In reaching its more positive conclusions regarding Pradaxa®, the agency relied on its Mini-Sentinel Pilot, a program that relied on insurance claims and administrative data for its assessment, said Forbes. The Mini-Sentinel Pilot is part of the larger, Sentinel Initiative created to monitor safety issues. Meanwhile, data presented at an OMOP symposium this June suggested that the Sentinel Pradaxa® analysis might be “problematic,” said Forbes. In fact, the OMOP suggests that issues with this methodology might extend beyond Pradaxa® and may call the entire Mini-Sentinel effort into question.
It seems that the data utilized to review gastrointestinal bleeding reports revealed that the unadjusted incidence rate ratios methodology used actually does not perform well, according to OMOP report, which relied on an array of databases such as the Commercial Claims and Encounters (CCAE), which is similar to what is used by the Mini-Sentinel, said Forbes. In other words, explained Forbes, the agency used measurements where no causal relationship exists, which is “tantamount to a guess,” it explained, or used analysis methods known to be less reliable. The OMOP suggests the FDA rethink its analysis.
Meanwhile, much current research has found that Pradaxa® carries a more significant risk of severe bleeding episodes—namely gastrointestinal and cerebral hemorrhaging—than drugs like Coumadin that had been available for years on the market. Yet, the FDA maintains that “the results of this assessment indicate that bleeding rates associated with new use of Pradaxa® do not appear to be higher than bleeding rates associated with new use of warfarin, which is consistent with observations from the large clinical trial used to approve Pradaxa® (the RE-LY trial).”
We recently wrote that a study of new blood thinners, including Pradaxa®, found that these novel drugs pose an elevated bleeding risk that cancels out their benefits in patients with Acute Coronary Syndrome (ACS). The study was published in the Archives of Internal Medicine.
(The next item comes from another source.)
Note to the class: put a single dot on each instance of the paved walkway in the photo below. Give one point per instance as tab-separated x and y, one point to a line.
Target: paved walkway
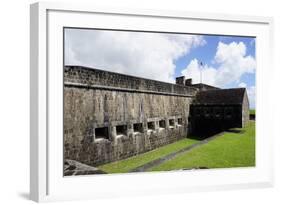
161	160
As we’ve written, the FDA launched a review of Pradaxa® this past December over reports of bleeding-related side effects, while regulators in Europe and Japan have directed Boehringer Ingelheim to strengthen warnings for the drug. According to the ISMP’s latest QuarterWatch report, the FDA received 3,781 adverse event reports associated with Pradaxa® in 2011. These included 541 deaths, 2,367 reports of hemorrhage, 291 reports of kidney failure and 644 reports of stroke. Pradaxa® was also a suspect in more than 15 cases of liver failure reported to the FDA.
Both Pradaxa® and warfarin can cause internal bleeding, but there are readily available antidotes for warfarin bleeding. A growing number of Pradaxa® bleeding lawsuits allege the drug caused serious, uncontrollable bleeding side effects, including gastrointestinal bleeding and cerebral hemorrhaging for which there is no reversal agent.